Neglected tropical diseases

In memoriam
Prof. Caio Mario Coluzzi Bartoccioni, 1938–2012

30 October 2012 | Geneva

We are deeply saddened by the recent passing of Professor Mario Coluzzi, after years of fighting Parkinson disease with the strenuous support of his beloved family.

Professor Coluzzi was one of the world’s foremost experts of malaria vectors. His work on the Anopheles gambiae complex, spanning more than 35 years of research in Africa, unravelled the existence of at least nine cryptic taxa with high levels of chromosomal polymorphisms enabling these vectors to colonize different environments.

He was fascinated by malaria from a very young age, as his house in Monticelli became the headquarters for malaria elimination in the Frosinone province. The malaria campaign was managed by his father Alberto, the last Director of the Italian Institute of Malariology.
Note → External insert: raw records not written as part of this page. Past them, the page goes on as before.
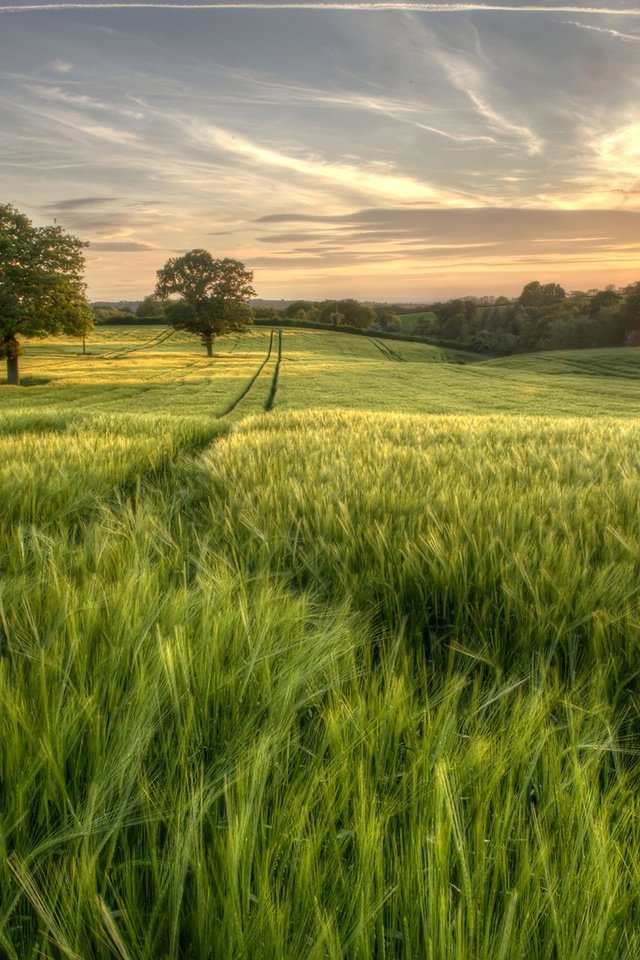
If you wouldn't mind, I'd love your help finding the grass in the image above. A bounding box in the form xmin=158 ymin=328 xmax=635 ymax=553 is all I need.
xmin=0 ymin=329 xmax=640 ymax=960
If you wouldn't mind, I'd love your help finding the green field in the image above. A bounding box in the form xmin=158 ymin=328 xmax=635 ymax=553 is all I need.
xmin=0 ymin=327 xmax=640 ymax=960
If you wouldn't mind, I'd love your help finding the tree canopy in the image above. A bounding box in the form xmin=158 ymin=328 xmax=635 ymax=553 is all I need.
xmin=155 ymin=250 xmax=255 ymax=357
xmin=0 ymin=204 xmax=93 ymax=384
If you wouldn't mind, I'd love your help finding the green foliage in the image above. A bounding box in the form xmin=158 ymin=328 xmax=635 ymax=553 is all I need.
xmin=156 ymin=250 xmax=255 ymax=357
xmin=0 ymin=204 xmax=93 ymax=383
xmin=136 ymin=293 xmax=164 ymax=319
xmin=518 ymin=280 xmax=567 ymax=307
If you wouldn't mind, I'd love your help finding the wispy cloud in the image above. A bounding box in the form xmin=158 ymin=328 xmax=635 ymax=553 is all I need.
xmin=191 ymin=125 xmax=476 ymax=206
xmin=0 ymin=0 xmax=640 ymax=16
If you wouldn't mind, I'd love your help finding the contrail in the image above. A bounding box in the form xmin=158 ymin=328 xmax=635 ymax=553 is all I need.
xmin=0 ymin=0 xmax=640 ymax=17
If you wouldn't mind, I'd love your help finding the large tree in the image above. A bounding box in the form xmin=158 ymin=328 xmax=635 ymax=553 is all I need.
xmin=156 ymin=250 xmax=256 ymax=357
xmin=0 ymin=204 xmax=93 ymax=385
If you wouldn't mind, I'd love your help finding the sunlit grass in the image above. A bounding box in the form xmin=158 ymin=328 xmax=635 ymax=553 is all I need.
xmin=0 ymin=329 xmax=640 ymax=960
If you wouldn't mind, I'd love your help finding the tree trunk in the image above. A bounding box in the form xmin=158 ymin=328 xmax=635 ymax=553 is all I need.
xmin=7 ymin=354 xmax=20 ymax=387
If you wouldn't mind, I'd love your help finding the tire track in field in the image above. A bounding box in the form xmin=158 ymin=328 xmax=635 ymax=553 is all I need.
xmin=371 ymin=337 xmax=405 ymax=363
xmin=99 ymin=327 xmax=177 ymax=360
xmin=264 ymin=330 xmax=282 ymax=413
xmin=217 ymin=330 xmax=275 ymax=417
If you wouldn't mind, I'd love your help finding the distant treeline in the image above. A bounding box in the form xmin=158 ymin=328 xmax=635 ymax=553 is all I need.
xmin=94 ymin=280 xmax=640 ymax=354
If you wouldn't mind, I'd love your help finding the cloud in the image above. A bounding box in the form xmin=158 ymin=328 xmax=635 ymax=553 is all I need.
xmin=192 ymin=124 xmax=482 ymax=206
xmin=0 ymin=0 xmax=640 ymax=16
xmin=41 ymin=197 xmax=120 ymax=212
xmin=90 ymin=240 xmax=158 ymax=253
xmin=48 ymin=57 xmax=73 ymax=73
Professor Coluzzi started his research while still in secondary school, and developed field methods to study the effect of DDT on malaria vectors. His first publication with original findings on the irritability of DDT on anopheline vectors demonstrated that irritability per se of DDT has an impact on malaria transmission in temperate areas. This also explained the apparent lack of development of DDT resistance in many areas in spite of years of continued use.
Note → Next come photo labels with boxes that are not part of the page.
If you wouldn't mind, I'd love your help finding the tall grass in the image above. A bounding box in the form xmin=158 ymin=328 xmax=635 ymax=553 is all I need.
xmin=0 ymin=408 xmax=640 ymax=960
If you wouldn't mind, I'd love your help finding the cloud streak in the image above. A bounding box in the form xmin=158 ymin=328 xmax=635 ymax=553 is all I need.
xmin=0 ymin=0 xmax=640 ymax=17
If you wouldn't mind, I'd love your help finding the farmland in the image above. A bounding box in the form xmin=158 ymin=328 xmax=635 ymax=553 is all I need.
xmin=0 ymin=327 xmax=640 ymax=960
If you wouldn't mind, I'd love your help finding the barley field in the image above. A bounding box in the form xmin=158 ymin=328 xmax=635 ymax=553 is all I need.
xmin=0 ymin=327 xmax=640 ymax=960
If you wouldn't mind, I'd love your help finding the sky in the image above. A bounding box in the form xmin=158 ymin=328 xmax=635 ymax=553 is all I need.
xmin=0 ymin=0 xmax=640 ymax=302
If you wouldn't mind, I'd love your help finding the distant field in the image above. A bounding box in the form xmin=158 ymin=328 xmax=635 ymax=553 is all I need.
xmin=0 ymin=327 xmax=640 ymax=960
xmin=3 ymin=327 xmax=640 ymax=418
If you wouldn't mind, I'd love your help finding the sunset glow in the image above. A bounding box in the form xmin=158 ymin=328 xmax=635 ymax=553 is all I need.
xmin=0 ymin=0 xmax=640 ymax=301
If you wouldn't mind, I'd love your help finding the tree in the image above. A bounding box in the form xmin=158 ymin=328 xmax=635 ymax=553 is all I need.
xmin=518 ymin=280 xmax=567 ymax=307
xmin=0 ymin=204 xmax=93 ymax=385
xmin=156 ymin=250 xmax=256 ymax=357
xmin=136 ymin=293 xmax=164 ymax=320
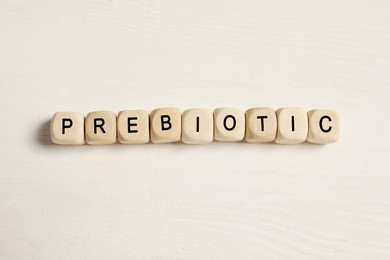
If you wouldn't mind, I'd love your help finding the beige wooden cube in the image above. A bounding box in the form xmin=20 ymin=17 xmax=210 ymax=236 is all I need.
xmin=50 ymin=112 xmax=85 ymax=145
xmin=307 ymin=109 xmax=340 ymax=144
xmin=117 ymin=110 xmax=149 ymax=144
xmin=245 ymin=107 xmax=278 ymax=143
xmin=150 ymin=107 xmax=181 ymax=143
xmin=85 ymin=111 xmax=116 ymax=144
xmin=181 ymin=108 xmax=214 ymax=144
xmin=275 ymin=107 xmax=308 ymax=144
xmin=214 ymin=108 xmax=245 ymax=142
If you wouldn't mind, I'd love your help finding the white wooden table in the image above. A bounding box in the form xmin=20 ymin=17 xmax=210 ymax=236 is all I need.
xmin=0 ymin=0 xmax=390 ymax=260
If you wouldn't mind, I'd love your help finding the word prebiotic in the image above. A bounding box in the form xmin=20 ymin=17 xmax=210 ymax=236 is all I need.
xmin=50 ymin=107 xmax=340 ymax=145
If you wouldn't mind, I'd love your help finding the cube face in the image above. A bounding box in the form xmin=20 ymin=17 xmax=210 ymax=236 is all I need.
xmin=275 ymin=107 xmax=308 ymax=144
xmin=150 ymin=107 xmax=181 ymax=143
xmin=182 ymin=108 xmax=214 ymax=144
xmin=307 ymin=109 xmax=340 ymax=144
xmin=117 ymin=110 xmax=149 ymax=144
xmin=50 ymin=112 xmax=85 ymax=145
xmin=85 ymin=111 xmax=116 ymax=144
xmin=245 ymin=107 xmax=277 ymax=143
xmin=214 ymin=108 xmax=245 ymax=142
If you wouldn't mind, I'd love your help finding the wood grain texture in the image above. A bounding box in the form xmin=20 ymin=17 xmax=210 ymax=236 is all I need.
xmin=0 ymin=0 xmax=390 ymax=260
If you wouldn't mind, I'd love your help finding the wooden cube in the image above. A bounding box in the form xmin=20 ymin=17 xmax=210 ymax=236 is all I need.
xmin=117 ymin=110 xmax=149 ymax=144
xmin=245 ymin=107 xmax=278 ymax=143
xmin=307 ymin=109 xmax=340 ymax=144
xmin=275 ymin=107 xmax=308 ymax=144
xmin=214 ymin=108 xmax=245 ymax=142
xmin=85 ymin=111 xmax=116 ymax=144
xmin=182 ymin=108 xmax=214 ymax=144
xmin=150 ymin=107 xmax=181 ymax=143
xmin=50 ymin=112 xmax=85 ymax=145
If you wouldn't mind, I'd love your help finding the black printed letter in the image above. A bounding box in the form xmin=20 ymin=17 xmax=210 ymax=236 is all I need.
xmin=127 ymin=117 xmax=138 ymax=133
xmin=223 ymin=115 xmax=236 ymax=131
xmin=257 ymin=116 xmax=268 ymax=131
xmin=161 ymin=115 xmax=172 ymax=131
xmin=93 ymin=118 xmax=106 ymax=134
xmin=320 ymin=116 xmax=332 ymax=133
xmin=62 ymin=118 xmax=73 ymax=135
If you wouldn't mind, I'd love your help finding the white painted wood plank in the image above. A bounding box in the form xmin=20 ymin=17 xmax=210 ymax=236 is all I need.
xmin=0 ymin=0 xmax=390 ymax=259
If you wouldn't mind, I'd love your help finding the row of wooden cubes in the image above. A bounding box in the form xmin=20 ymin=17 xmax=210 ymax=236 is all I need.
xmin=50 ymin=107 xmax=340 ymax=145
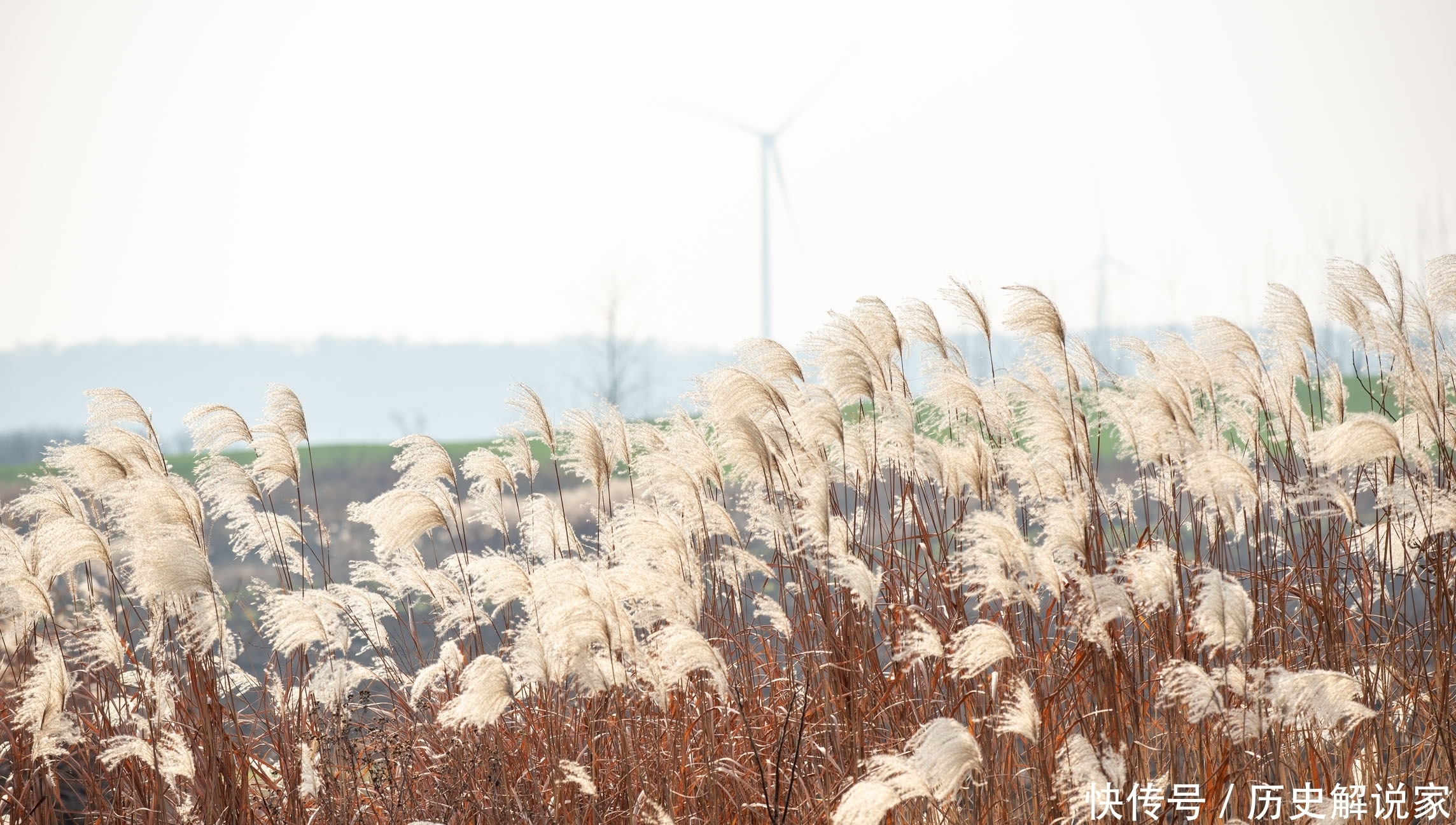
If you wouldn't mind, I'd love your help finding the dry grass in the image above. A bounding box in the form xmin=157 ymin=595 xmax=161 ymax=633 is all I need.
xmin=0 ymin=258 xmax=1456 ymax=824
During his early work in Nigeria, he demonstrated that key behaviours of Anopheles gambiae sl, such as endophily and anthropophily, are linked to genetic determinants. The existence of heterogeneous population groups with different behaviours in the main African vectors explained the failure of indoor residual spraying in interrupting malaria transmission in the Garki project in northern Nigeria.

Professor Coluzzi developed a simple and reliable technique to examine polytenic chromosomes in the ovarian nurse cells in half gravid mosquitoes, and trained scientists from all parts of the world, particularly from Africa, to master this technique.
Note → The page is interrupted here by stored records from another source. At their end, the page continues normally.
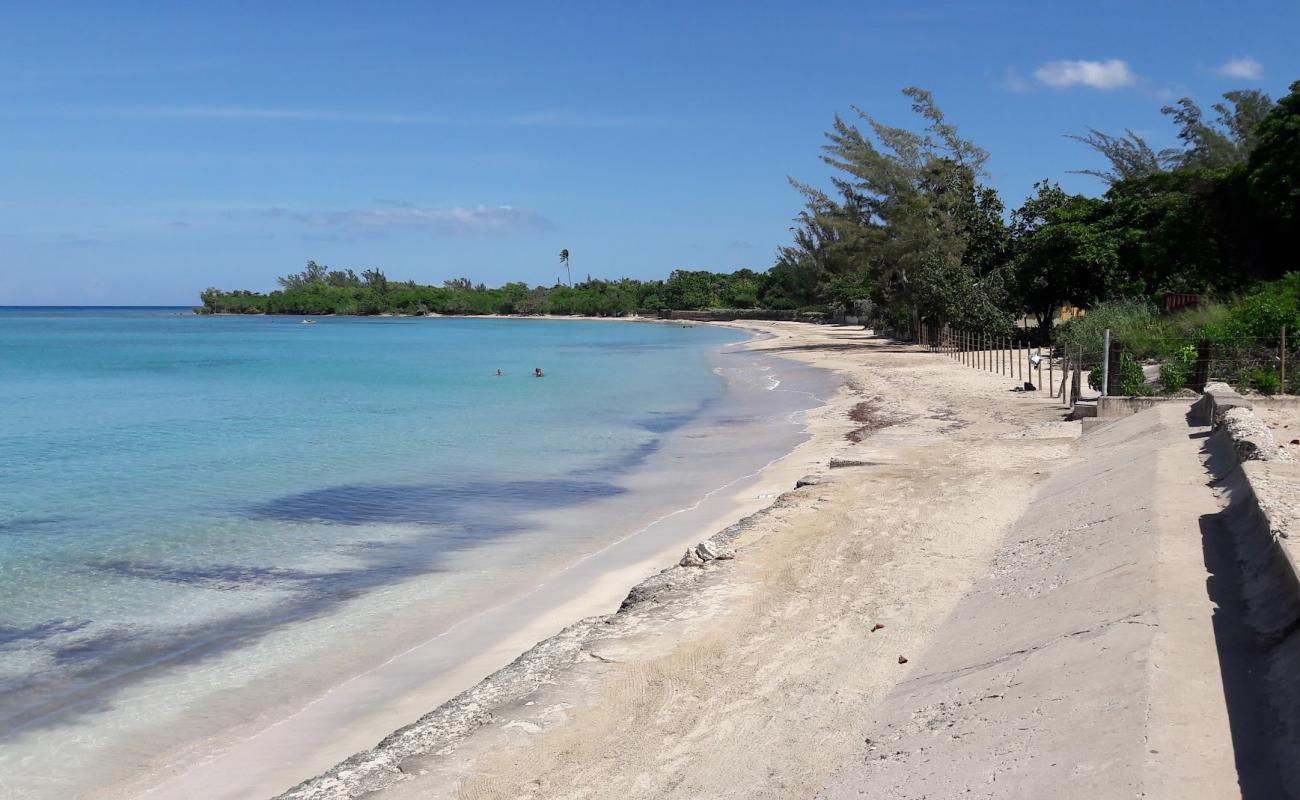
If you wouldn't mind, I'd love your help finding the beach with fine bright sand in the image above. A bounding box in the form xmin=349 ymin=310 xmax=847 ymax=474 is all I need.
xmin=258 ymin=323 xmax=1263 ymax=799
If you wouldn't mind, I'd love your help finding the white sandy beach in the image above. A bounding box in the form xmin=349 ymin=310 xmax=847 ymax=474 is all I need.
xmin=271 ymin=324 xmax=1258 ymax=800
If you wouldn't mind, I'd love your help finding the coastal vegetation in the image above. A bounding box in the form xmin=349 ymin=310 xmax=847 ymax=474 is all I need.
xmin=199 ymin=82 xmax=1300 ymax=358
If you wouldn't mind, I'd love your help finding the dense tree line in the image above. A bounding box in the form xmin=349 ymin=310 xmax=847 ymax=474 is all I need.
xmin=774 ymin=82 xmax=1300 ymax=337
xmin=199 ymin=261 xmax=796 ymax=316
xmin=202 ymin=82 xmax=1300 ymax=330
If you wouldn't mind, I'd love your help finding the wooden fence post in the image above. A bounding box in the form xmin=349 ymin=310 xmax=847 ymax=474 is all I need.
xmin=1106 ymin=340 xmax=1122 ymax=397
xmin=1192 ymin=340 xmax=1210 ymax=392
Through personal mentorship, institutional networking and skilful management he developed and nurtured multiple research networks, particularly in sub-Saharan Africa.

He was passionate in sharing the lessons of the Italian malariologist with the wider international community, and promoted the creation of the African school of malariology. As Professor of Parasitology he inspired generations of students in understanding the complex relations between the biological, environmental, social and economic determinants of malaria and neglected tropical diseases.

Since 1982 he directed the Institute of Parasitology of the University “La Sapienza” of Rome, which became a WHO Collaborating Center for Research and Training in Malaria Epidemiology. He was a keen supporter of WHO’s work, contributing to the many expert and advisory groups on malaria control, applied field research and research capacity strengthening.

In recognition of his excellent work, Professor Coluzzi received multiple awards, including in 2003 the Emile Brumpt International Prize and in 2008 the BioMalPar Life Award.

Dr José Najera, former Director of the WHO Division of Control of Tropical Diseases wrote of him: “He was the man who, almost single-handedly, maintained the quality of malaria research during the dark decades of malariology. I always admired the force of his inspiring example, capable of creating a school not only in Italy but in several countries of Africa, and of pushing the Italian International Cooperation towards scientifically valid projects. We must all lament the loss of a truly great man, but also find a way of perpetuating his image and his values.”